Worldwide, the leading cloud providers are clearly split.
Through our interviews, we have concluded that three of the four largest Western cloud providers have a preference for 400G. The fourth, Google, appears to be favouring 200G.
At the same time, some OEMs in China appear to have an inclination for 200G. This implies China operators and cloud providers are interested in 200G.
We believe that 400G offers the following advantages over 200G:
- 400G optics achieve better economies of scale and steeper price erosion at high volume.
- Deployments fit on one rack unit, critical for achieving top-of-rack deployment for three of the top four cloud providers.
- A one-rack unit with 32 ports of 400G will be less expensive to build than a two-rack unit with 64 ports of 200G.
- Vendors such as Arista Networks in Ethernet switches, Broadcom in the silicon, and Oclaro and Luxtera in optical components are currently placing their bets on 400Gbps.

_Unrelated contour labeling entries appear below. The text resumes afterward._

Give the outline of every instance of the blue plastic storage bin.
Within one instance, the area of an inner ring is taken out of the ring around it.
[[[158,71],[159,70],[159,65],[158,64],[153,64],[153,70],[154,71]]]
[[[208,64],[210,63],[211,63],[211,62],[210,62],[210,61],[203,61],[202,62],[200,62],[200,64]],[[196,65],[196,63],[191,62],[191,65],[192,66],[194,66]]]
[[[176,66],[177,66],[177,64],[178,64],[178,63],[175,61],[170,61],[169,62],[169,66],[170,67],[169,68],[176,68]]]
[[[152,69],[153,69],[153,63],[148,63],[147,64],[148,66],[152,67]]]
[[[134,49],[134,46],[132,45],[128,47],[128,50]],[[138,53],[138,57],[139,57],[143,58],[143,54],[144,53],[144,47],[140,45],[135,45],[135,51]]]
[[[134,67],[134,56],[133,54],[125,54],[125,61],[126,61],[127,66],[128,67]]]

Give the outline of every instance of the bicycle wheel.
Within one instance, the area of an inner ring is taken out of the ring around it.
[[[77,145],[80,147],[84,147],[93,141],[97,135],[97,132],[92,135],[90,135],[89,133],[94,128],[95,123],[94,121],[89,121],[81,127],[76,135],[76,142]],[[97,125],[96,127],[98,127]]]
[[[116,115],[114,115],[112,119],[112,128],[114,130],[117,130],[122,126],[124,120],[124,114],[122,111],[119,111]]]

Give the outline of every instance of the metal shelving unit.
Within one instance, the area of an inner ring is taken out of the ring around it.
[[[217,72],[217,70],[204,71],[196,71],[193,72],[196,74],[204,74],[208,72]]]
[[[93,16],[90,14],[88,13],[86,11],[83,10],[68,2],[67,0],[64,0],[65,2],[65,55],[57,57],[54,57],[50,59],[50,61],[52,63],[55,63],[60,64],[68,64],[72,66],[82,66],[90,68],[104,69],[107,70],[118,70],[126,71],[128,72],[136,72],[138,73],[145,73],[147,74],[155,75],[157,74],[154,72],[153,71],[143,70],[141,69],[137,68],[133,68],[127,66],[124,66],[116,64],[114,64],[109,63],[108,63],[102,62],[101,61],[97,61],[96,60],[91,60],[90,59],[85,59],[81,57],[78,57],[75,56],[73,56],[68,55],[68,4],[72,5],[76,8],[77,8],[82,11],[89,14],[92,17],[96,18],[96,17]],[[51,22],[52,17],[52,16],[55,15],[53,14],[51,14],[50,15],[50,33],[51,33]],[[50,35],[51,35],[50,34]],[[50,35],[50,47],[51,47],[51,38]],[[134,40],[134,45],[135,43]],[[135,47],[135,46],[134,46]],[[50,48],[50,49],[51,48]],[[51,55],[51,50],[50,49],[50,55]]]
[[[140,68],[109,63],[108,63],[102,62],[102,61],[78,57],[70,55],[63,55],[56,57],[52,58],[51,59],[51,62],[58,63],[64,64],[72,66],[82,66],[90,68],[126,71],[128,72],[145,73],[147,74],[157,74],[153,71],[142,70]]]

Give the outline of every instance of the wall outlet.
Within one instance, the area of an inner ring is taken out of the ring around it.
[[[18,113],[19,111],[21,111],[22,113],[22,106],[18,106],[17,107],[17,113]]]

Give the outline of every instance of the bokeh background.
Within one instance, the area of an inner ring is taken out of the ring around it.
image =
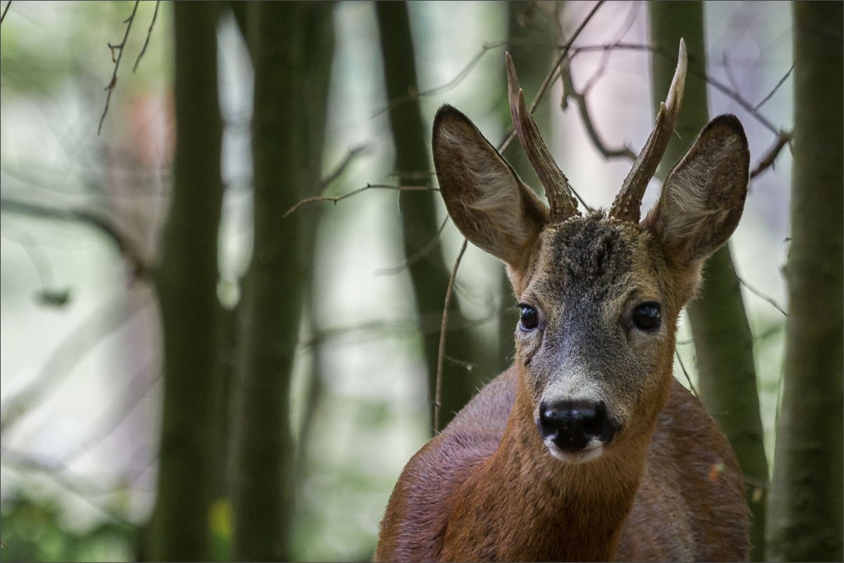
[[[0,552],[3,560],[133,560],[156,501],[162,409],[156,293],[90,219],[107,218],[138,252],[154,261],[175,143],[169,3],[159,7],[149,46],[133,73],[156,3],[140,3],[97,133],[104,88],[114,70],[107,43],[121,41],[133,3],[16,0],[2,24],[0,493],[3,541],[8,546]],[[593,5],[565,3],[558,10],[562,29],[571,34]],[[792,66],[789,3],[706,2],[704,9],[708,73],[759,103]],[[434,89],[419,98],[426,130],[436,109],[449,103],[491,142],[500,143],[511,125],[504,52],[519,23],[513,8],[507,3],[411,2],[408,10],[419,89]],[[647,45],[647,14],[643,2],[608,3],[576,46]],[[363,149],[323,195],[367,183],[395,185],[376,6],[339,2],[331,14],[334,47],[322,176],[350,150]],[[522,17],[525,30],[530,21]],[[223,307],[233,310],[252,257],[254,76],[230,9],[221,9],[216,36],[225,185],[217,294]],[[544,51],[537,49],[545,69],[553,60],[553,36],[546,43]],[[609,145],[627,143],[637,152],[651,131],[651,57],[647,51],[619,49],[609,57],[584,51],[571,62],[577,88],[603,68],[588,97],[594,124]],[[438,88],[443,85],[448,87]],[[609,206],[630,163],[602,157],[576,108],[561,109],[562,95],[555,81],[538,111],[548,143],[584,200]],[[790,130],[792,100],[788,78],[759,111]],[[758,162],[775,141],[772,133],[714,87],[709,104],[712,116],[738,116],[752,162]],[[752,181],[731,241],[737,273],[756,290],[742,287],[769,460],[785,326],[769,300],[785,307],[781,268],[788,250],[791,163],[787,149],[775,166]],[[645,208],[658,188],[653,181]],[[293,436],[306,440],[296,444],[300,470],[289,555],[301,560],[368,560],[392,488],[431,432],[424,323],[408,271],[397,268],[406,260],[398,193],[368,190],[335,205],[306,205],[322,208],[313,293],[303,303],[290,387]],[[436,214],[439,222],[445,220],[439,201]],[[446,222],[441,241],[450,269],[463,238]],[[511,330],[499,314],[507,291],[500,264],[469,245],[456,300],[463,317],[473,322],[474,338],[491,354],[500,353],[500,333]],[[438,330],[438,322],[435,326]],[[685,321],[679,333],[679,356],[695,384]],[[494,364],[459,367],[479,384],[497,375]],[[679,364],[675,376],[690,385]],[[208,525],[222,547],[214,557],[229,553],[232,517],[230,501],[215,500]]]

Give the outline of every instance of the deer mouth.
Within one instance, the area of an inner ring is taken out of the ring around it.
[[[585,447],[577,450],[563,449],[557,446],[556,442],[550,437],[544,439],[543,443],[548,447],[548,451],[552,456],[561,462],[572,465],[579,465],[597,459],[601,457],[604,450],[603,443],[598,439],[590,440]]]

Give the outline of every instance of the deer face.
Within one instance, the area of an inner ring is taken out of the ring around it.
[[[555,165],[544,144],[537,145],[538,131],[533,140],[525,133],[531,125],[532,118],[522,120],[517,129],[550,209],[451,106],[435,120],[434,162],[455,225],[507,266],[522,307],[515,335],[520,384],[540,437],[555,457],[580,463],[614,444],[650,439],[670,391],[677,317],[704,260],[738,223],[749,154],[738,120],[716,118],[639,222],[641,184],[664,150],[657,162],[646,154],[655,132],[629,176],[649,168],[640,185],[625,182],[609,216],[582,217],[562,192],[562,173],[538,170]]]
[[[682,306],[657,237],[602,214],[573,217],[547,225],[511,276],[522,311],[517,361],[555,457],[588,461],[656,420]]]

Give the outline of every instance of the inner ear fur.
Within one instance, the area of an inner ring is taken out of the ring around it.
[[[443,106],[431,142],[440,193],[463,236],[520,271],[548,208],[463,113]]]
[[[727,242],[747,197],[750,153],[738,118],[711,121],[663,184],[642,226],[688,262],[699,262]]]

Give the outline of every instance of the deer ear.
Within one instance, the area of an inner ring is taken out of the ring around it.
[[[468,117],[443,106],[434,119],[434,168],[463,236],[516,270],[548,223],[548,208]]]
[[[749,167],[747,138],[738,117],[716,117],[668,174],[642,226],[689,262],[708,257],[738,225]]]

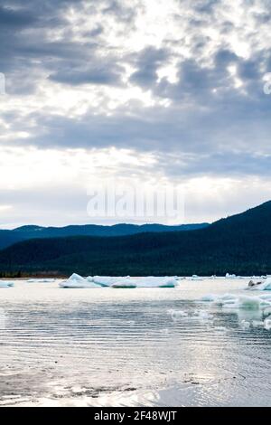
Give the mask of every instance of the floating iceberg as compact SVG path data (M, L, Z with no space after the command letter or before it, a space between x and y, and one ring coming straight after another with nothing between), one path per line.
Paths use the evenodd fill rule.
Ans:
M178 278L130 278L127 277L109 277L109 276L89 276L82 278L74 273L65 282L60 283L60 288L175 288L178 285Z
M117 282L115 282L111 285L111 288L118 288L118 289L133 289L136 288L136 284L133 282L133 279L119 279Z
M173 278L154 278L152 276L145 278L130 278L130 281L136 288L175 288L178 285L176 277Z
M14 286L14 284L13 282L5 282L5 281L0 282L0 288L12 288Z
M190 280L203 280L203 279L200 278L200 276L192 275L192 277L190 278Z
M208 295L202 297L201 301L212 302L223 308L243 308L246 310L264 310L271 307L271 297L246 297L225 294L223 296Z
M55 279L29 279L26 281L27 283L52 283Z
M88 281L92 281L100 287L111 287L115 283L118 283L120 280L129 279L129 276L126 277L112 277L112 276L89 276Z
M59 284L60 288L100 288L98 285L96 285L93 281L89 281L87 279L82 278L76 273L70 276L68 280L65 282L61 282Z
M253 286L251 286L251 282L249 282L248 285L248 289L250 290L271 290L271 278L267 278L261 283L256 283Z

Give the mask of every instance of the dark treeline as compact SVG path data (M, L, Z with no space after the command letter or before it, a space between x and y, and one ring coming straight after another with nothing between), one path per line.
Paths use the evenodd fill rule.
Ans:
M5 272L69 275L271 273L271 202L192 231L26 241L0 252Z

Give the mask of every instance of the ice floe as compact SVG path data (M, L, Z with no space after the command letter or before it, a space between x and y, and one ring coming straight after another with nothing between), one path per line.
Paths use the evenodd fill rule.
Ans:
M175 288L178 285L177 277L157 278L144 277L109 277L109 276L89 276L82 278L74 273L70 278L60 283L61 288Z
M96 285L93 281L89 281L87 279L82 278L79 275L77 275L76 273L73 273L73 275L70 276L68 280L65 280L64 282L61 282L59 284L60 288L100 288L98 285Z
M14 284L13 282L5 282L5 281L0 282L0 288L12 288L14 286Z
M260 282L254 282L251 280L248 283L249 290L270 290L271 291L271 278L267 278L266 280Z

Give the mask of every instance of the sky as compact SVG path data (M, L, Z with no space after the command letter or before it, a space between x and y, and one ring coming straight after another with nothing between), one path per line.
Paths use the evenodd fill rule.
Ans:
M270 0L1 0L0 227L122 222L87 212L113 180L181 185L183 222L270 200Z

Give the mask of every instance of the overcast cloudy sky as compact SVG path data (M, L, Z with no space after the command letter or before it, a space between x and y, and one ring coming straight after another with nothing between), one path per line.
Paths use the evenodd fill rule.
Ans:
M270 0L1 0L0 226L90 222L89 182L271 199Z

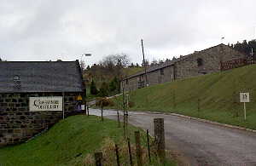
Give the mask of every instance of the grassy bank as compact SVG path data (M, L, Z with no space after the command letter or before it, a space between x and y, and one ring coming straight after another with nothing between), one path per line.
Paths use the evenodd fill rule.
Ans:
M135 130L138 129L129 126L132 143ZM145 146L145 133L141 133L142 143ZM124 145L122 138L123 129L117 128L115 121L105 119L101 122L94 116L73 116L27 143L1 148L0 165L89 165L88 161L94 165L92 157L95 151L102 151L102 146L111 147L106 142ZM115 157L114 150L106 152L112 157ZM124 154L120 159L128 161L128 155Z
M239 102L240 92L250 93L246 121L243 104ZM130 93L130 100L134 103L131 110L176 112L253 129L256 129L255 98L256 65ZM120 103L121 99L118 100Z

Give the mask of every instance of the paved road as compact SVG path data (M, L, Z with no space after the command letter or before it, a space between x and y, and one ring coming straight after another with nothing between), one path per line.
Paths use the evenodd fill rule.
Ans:
M90 114L100 111L90 109ZM104 111L116 119L116 111ZM153 119L165 118L166 148L183 154L189 165L256 165L256 134L172 115L129 112L129 123L154 133ZM122 112L120 112L120 114Z

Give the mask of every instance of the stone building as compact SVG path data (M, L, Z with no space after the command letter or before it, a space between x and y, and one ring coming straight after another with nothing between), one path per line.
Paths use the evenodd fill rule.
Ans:
M148 67L145 72L123 79L125 90L134 90L177 79L187 78L221 71L223 61L246 58L246 55L224 44L218 44L191 54L166 61L157 66Z
M0 62L0 146L76 113L84 91L79 60Z

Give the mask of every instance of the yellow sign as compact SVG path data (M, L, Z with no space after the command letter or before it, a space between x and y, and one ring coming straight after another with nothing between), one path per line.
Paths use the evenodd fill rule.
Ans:
M82 98L82 96L81 96L81 95L79 95L79 96L77 97L77 100L83 100L83 98Z

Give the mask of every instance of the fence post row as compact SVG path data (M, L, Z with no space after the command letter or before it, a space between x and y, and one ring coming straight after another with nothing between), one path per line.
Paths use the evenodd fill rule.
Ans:
M134 135L135 135L137 166L143 166L143 156L142 156L142 148L141 148L140 132L135 131Z

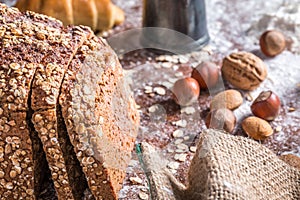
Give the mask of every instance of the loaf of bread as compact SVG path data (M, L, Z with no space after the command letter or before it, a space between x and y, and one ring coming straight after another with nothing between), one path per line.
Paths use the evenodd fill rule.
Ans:
M0 4L0 199L117 199L139 123L122 68L84 26Z
M19 0L16 7L61 20L65 25L86 25L107 30L124 21L124 12L110 0Z

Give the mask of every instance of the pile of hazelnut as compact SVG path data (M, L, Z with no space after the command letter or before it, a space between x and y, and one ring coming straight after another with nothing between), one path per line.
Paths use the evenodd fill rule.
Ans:
M259 44L262 53L268 57L280 54L286 47L284 35L276 30L264 32ZM226 56L221 69L213 62L202 62L193 69L191 77L175 82L173 94L176 103L181 106L191 105L198 99L200 90L210 90L217 85L221 74L233 87L251 91L265 80L267 67L259 57L249 52L236 52ZM243 97L238 90L229 89L218 93L210 102L206 126L233 132L236 126L233 110L242 103ZM280 99L274 92L261 92L251 105L253 116L242 121L242 129L255 140L269 137L273 134L269 121L277 117L280 104Z

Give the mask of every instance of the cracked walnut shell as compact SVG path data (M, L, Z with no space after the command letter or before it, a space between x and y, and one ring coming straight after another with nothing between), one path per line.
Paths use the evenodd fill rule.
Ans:
M267 77L264 62L249 52L237 52L223 60L222 74L231 85L242 90L254 90Z

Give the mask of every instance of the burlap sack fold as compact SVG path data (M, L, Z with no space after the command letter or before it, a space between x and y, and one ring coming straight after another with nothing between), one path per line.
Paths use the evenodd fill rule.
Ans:
M152 146L142 143L142 150L152 199L300 199L300 170L248 138L201 133L187 186L178 183Z

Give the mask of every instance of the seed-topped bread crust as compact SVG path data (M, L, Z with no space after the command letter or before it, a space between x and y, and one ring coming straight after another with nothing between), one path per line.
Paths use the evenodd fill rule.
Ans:
M70 141L96 199L117 198L137 134L135 103L123 83L116 55L94 37L78 50L62 85Z
M108 44L0 4L0 199L117 199L138 115ZM90 191L90 192L89 192Z

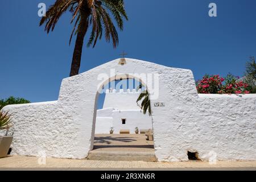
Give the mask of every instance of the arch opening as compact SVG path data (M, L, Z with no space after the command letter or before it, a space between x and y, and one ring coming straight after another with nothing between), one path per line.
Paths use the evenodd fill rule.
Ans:
M137 102L146 90L142 79L127 75L103 82L96 96L88 159L156 160L152 117Z

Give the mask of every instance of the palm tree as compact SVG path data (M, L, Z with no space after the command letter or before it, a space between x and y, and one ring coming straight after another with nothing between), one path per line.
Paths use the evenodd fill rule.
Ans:
M60 17L69 10L72 14L71 23L75 22L69 44L73 34L77 35L73 53L70 76L79 74L84 37L91 26L91 33L87 46L94 47L102 33L108 42L112 40L114 48L118 44L118 35L109 13L120 30L123 30L123 19L128 20L123 0L56 0L42 18L40 26L46 23L47 34L53 31Z
M139 89L141 89L142 85L140 85ZM137 104L139 101L143 99L142 102L141 104L141 108L143 110L143 114L147 113L147 110L148 110L148 115L150 116L152 115L151 107L150 105L150 100L148 92L147 90L143 90L139 94L139 97L137 99Z

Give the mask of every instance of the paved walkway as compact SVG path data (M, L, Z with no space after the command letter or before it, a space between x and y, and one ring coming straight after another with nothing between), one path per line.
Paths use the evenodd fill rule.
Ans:
M93 151L154 153L154 141L146 138L144 134L96 134Z
M218 162L210 165L208 162L146 162L139 161L106 161L47 158L46 164L39 164L43 160L35 157L9 156L0 159L0 170L18 169L231 169L256 170L256 162Z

The data centre will go through at least two product cycles over the next five years. The first will ramp this year and will be based on 25G serdes, primarily using Broadcom’s Tomahawk chips. This will drive the data centre away from 40G deployments and toward 100G.
The second cycle will start in 2019. It will be based on 50G serdes, enabling 32 ports of 400G per one-rack unit.
Dell’Oro Group recognises that optical component vendors face the highest risk during these transitions. Transceivers are rarely flexible in the speeds they can support. Optical vendors must bet on one specific speed now—years in advance of product deployments—with just a few possible permutations.
Many equipment vendors lack funds to invest in both R&D and testing a variety of speeds. In addition, they want to be certain they are not investing in a technology that could have a similarly short lifecycle as past 40G products.
Dell’Oro Group views this situation differently from what we saw with the 100G transition. At that time, many optical component vendors invested in low-volume 100G Ethernet CFP/CFP2 only to miss the ramp of high-volume 100G Ethernet QSFP28. We believe optical component vendors have successfully built direct relationships with the large cloud providers and are now in a better position to assess high-volume market opportunities.
We forecast that manufacturer revenue for the Ethernet switches in the data centre market will exceed ₹95,192.77 crore ($14 billion) by 2021. During the next five years, Dell’Oro Group predicts revenues for speeds at or greater than 100G will be about ₹27,197.93 crore ($4 billion) in 2017, ₹47,596.38 crore ($7 billion) in 2019 and ₹67,994.83 crore ($10 billion) in 2021
Dell’Oro Group believes the industry is making good strides to increase collaboration between vendors and end users to prevent a repeat of the missteps in the 40G generation. As we scan the tea leaves, early indicators suggest that 400G will deal a winning hand.
Sameh Boujelbene is senior director of data centre and Ethernet switch market research at Dell’Oro Group.